The Moderna vaccine arrived in Canada's territories on Monday, with Yukon and the Northwest Territories each receiving 7,200 doses. All three territories lack the infrastructure to house the Pfizer-BioNTech vaccine, which has to be stored at –70 C in special freezers.

That capability is also lacking in parts of N.L., and the provincial government has said the focus of its Moderna shipment will be vaccinating adults in Labrador's remote and isolated Indigenous communities.

However, the Moderna vaccine will also need two doses per person, much like the ongoing rollout of the Pfizer-BioNTech shot, said Haggie, and discussions are still ongoing for distribution to south coast Labrador communities.

Government of Newfoundland and Labrador
Government of Newfoundland and Labrador

Haggie said there's no "hard and fast schedule" from Moderna beyond the two slated delivery dates, but 9,000 doses are expected in the first quarter of 2021.

As for the Pfizer-BioNTech vaccination, Haggie said the next shipment will be sent to Happy Valley-Goose Bay and other locations on the island that have the ultra-low freezers, used for storage, up and running.

"One of the challenges we have, particularly with the Pfizer vaccine at the moment, is they're not letting us move it around. Once it has arrived in, say, St. John's or Gander or wherever it stays at the vaccine depot there and is only thawed out on demand. So we're having to bring people to the vaccine," he said.

"That's not practical when you look at people, for example, who are in long-term care and who are subject to significant mobility issues. So we're going to work with Pfizer to find out when they're going to lift that and indeed how they're going to do it. ... That really hamstrings us once we get past the essential workers."

Tuesday's COVID-19 case

The new case reported on Tuesday is a man in the Eastern Health region in his 40s. According to a Department of Health media release the source of the infection is under investigation by public health officials, and an update will be provided when more information becomes available.

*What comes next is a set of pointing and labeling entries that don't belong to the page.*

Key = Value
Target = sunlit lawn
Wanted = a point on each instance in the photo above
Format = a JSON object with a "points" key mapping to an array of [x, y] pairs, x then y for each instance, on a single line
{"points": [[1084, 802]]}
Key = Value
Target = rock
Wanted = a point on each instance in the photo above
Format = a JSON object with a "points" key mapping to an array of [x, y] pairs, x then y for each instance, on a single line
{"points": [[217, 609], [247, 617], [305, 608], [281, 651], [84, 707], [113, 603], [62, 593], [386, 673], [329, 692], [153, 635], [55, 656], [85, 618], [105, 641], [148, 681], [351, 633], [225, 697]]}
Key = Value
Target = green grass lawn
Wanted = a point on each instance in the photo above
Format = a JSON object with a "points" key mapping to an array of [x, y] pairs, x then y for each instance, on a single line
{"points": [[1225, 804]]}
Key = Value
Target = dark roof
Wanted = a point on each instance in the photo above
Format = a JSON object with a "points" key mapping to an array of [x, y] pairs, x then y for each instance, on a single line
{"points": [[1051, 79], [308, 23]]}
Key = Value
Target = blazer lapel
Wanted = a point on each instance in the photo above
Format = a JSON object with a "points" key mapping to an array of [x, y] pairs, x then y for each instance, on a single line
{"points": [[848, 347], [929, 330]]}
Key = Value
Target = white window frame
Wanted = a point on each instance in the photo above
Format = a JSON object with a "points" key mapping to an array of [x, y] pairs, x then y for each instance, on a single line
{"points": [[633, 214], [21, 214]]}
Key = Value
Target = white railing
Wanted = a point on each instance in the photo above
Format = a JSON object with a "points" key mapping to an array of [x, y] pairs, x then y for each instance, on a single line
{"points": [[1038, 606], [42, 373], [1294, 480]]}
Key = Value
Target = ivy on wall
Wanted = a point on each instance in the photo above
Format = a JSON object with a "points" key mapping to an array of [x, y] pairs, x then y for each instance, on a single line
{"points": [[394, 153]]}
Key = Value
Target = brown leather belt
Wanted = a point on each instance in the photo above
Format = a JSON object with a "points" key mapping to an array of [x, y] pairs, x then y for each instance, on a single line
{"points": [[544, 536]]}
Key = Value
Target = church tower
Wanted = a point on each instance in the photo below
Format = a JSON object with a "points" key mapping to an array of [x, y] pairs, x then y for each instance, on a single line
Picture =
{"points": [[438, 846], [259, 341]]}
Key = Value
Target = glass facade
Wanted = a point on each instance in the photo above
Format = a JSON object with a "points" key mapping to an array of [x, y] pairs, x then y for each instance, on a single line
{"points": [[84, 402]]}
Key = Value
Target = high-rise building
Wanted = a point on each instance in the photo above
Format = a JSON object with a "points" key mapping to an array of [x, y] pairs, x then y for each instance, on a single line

The province also had a new recovery in the Eastern Health region, stalling the active caseload at 19 and raising the total recoveries to 364 people since March.

One person remains in hospital due to the virus.

Jonathan Dupaul/CBC
Jonathan Dupaul/CBC

The health department also issued an advisory on Tuesday asking passengers who travelled on Air Canada Flight 8880 from Halifax to Deer Lake that arrived on Tuesday, Dec. 22 to call 811 to arrange COVID-19 testing.

The advisory is related to a case reported in the Western Health region on Sunday.

"Even if someone receives a negative test result, public health is encouraging all passengers to continue monitoring themselves for symptoms for a full 14 days from the time of their arrival in the province," the statement reads.

All of the province's active COVID-19 cases are on the island. So far, 71,974 people have been tested for COVID-19 since the pandemic began, with 170 in the last 24 hours.